Ken Russell’s ‘The Devils’ is badly misunderstood

Deal W. Hudson

February 7, 2019

Bill Donohue, president of the Catholic League, recently condemned the New York Times for using a picture of “a nun in habit standing behind a jail-like façade” to accompany a review of Jacques Rivette’s 1966 film La Religieuse (“The Nun”). Based on a novel by Diderot, it depicts the life of a nun who is constantly beaten, tortured and, finally, pressed by a lesbian Mother Superior for sex. Donohue asks, “Now who would concoct such trash?”

Well, Diderot had his reasons, but another writer and film-maker told an equally disturbing story about nuns. Aldous Huxley’s 1952 novel, The Devils of Loudun, was based closely on historical events of 1652 that took place in that city, and in 1971 a Catholic director, Ken Russell, released The Devils, based on that novel. The Devils starred Oliver Reed, in the best performance of his career, as Father Grandier, and Vanessa Redgrave as Sister Jeanne, who convinces us of an almost unimaginable character – an Ursuline Mother Superior with a badly humped back and an erotically obsessive crush on the handsome Grandier.

One aspect of the film now jumps out at me: Loudun was a city with high, impregnable walls that allowed the persecuted Huguenots to live in safety alongside Catholics.

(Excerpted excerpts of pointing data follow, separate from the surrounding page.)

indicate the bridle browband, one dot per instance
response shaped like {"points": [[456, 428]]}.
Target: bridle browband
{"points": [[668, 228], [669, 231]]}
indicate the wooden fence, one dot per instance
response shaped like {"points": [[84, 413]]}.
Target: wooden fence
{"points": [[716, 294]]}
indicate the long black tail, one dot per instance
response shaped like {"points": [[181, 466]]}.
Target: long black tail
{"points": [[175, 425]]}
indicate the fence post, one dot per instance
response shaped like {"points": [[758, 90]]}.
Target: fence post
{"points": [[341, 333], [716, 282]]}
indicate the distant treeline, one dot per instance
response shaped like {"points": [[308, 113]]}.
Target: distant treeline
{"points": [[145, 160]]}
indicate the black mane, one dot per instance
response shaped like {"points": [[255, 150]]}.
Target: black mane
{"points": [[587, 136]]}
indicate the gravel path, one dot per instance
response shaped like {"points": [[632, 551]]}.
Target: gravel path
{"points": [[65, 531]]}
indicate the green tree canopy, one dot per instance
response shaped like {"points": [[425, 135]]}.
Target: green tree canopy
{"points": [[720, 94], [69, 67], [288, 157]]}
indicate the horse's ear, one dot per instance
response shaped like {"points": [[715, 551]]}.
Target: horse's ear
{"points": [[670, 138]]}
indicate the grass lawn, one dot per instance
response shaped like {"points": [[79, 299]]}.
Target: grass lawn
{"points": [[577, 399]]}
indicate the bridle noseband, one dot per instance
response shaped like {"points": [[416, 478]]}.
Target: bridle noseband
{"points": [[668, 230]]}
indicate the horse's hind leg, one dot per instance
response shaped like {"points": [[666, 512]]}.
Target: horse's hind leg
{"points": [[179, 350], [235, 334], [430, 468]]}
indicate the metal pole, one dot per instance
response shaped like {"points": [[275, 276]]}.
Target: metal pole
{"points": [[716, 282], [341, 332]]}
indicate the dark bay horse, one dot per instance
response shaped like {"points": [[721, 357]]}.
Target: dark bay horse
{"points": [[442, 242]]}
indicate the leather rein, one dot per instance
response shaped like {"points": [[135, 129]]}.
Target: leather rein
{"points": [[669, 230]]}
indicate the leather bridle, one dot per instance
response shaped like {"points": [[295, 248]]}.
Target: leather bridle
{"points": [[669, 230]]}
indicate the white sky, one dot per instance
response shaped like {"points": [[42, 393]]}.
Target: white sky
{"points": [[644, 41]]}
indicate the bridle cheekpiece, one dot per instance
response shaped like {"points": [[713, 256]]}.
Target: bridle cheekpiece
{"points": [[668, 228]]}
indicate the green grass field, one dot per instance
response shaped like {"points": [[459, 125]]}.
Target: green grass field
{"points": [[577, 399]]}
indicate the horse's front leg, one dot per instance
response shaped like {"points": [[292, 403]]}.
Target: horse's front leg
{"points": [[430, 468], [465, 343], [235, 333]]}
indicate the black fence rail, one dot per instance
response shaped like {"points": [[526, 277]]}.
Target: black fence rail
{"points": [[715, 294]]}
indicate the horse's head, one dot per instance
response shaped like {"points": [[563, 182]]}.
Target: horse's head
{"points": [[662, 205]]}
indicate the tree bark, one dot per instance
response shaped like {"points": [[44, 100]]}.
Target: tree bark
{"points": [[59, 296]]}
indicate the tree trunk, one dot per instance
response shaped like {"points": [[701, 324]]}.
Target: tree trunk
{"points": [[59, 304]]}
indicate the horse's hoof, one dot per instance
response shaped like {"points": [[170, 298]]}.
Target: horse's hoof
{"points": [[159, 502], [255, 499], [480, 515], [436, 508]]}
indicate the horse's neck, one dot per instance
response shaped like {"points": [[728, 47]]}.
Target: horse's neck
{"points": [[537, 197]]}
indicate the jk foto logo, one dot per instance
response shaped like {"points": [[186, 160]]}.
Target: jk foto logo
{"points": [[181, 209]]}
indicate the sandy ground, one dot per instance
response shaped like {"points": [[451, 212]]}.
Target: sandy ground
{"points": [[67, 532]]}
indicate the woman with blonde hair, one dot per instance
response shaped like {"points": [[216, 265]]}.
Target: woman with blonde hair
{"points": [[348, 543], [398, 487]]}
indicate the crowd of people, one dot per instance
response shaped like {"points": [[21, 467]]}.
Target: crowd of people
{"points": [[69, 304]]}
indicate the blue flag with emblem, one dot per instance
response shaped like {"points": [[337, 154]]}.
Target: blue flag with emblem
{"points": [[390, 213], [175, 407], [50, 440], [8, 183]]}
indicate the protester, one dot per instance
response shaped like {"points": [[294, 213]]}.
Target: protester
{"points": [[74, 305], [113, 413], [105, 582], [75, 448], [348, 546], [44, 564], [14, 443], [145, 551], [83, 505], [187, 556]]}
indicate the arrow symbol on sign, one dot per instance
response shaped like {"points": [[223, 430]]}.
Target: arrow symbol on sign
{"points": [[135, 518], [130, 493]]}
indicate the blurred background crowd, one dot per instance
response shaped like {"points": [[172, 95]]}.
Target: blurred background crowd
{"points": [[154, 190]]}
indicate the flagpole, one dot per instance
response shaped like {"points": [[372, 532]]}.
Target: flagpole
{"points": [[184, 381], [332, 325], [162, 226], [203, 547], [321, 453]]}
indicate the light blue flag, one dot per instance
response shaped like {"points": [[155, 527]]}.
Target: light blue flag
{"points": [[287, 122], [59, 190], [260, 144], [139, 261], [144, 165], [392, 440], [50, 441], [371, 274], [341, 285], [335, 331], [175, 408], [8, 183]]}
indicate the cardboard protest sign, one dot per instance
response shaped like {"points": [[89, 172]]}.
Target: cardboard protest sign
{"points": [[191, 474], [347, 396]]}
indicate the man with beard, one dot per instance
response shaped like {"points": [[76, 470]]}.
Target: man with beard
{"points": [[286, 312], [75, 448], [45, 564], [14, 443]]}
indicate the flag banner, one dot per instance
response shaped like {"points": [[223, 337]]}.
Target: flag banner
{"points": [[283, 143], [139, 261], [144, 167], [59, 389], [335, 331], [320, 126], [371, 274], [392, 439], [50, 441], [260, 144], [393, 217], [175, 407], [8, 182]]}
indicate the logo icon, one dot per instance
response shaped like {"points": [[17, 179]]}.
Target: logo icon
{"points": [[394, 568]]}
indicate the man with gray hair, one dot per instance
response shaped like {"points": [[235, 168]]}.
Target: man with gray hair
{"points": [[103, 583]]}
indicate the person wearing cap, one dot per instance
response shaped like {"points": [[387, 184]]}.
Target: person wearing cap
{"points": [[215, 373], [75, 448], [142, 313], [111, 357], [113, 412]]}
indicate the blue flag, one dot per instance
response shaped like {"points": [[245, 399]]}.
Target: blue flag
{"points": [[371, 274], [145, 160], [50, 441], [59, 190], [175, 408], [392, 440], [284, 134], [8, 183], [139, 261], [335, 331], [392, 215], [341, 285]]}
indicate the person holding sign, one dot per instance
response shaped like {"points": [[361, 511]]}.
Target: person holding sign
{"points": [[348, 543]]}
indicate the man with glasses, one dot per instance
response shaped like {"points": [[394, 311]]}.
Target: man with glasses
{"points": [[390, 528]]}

In one of the opening scenes, Father Grandier celebrates the walls, created by special dispensation from Louis XIII, as providing both protection from religious persecution and individual freedom.

It’s understandable why Mark Kermode, in his introduction to my Criterion Collection DVD of the movie, calls this Russell’s greatest film, because for the first time he combined his extraordinary visual and musical sensibility “with a solid political underpinning”. Wait? Isn’t this a film about the Catholic Church? Yes and no, because Cardinal Richelieu is merging the power of Church and state while Louis XIII entertains at his decadent court, brilliantly portrayed in the film’s opening scene where a practically naked king arises on stage as Botticelli’s Venus.

I watched The Devils one more time after having just seen Robert Bresson’s The Trial of Joan of Arc (1962), another film based on historical fact – the script is taken directly from the court record of
her trials. St Joan and Father Grandier are each put to death for political, not religious reasons, though churchmen used accusations of heresy to burn them, in spite of knowing these were not true. So it follows, at the moment of Grandier’s burning, the city walls of Loudun explode and come tumbling down. And Grandier’s last words are: “Don’t look at me, look at your city, your city is destroyed, your freedom is destroyed also.”

The orgiastic scenes with lots of female nudity have aroused intense controversy since its appearance, but they are secondary to the plot. Compare those scenes, and the characters central to them, to the figure of Father Grandier. The former are cartoonish and recognised as such by the townspeople who look on. The latter, Grandier, has enjoyed carnal love with women and become secretly married to a woman he loves, but undergoing severe torture will not confess to a heresy he did not commit. He dies a true martyr with a nobility similar to St Joan of Arc.

Those who, in the name of God and decency, have condemned The Devils, have been ill-served by their preoccupation with nakedness and sex. They missed the meaning of Russell’s masterpiece.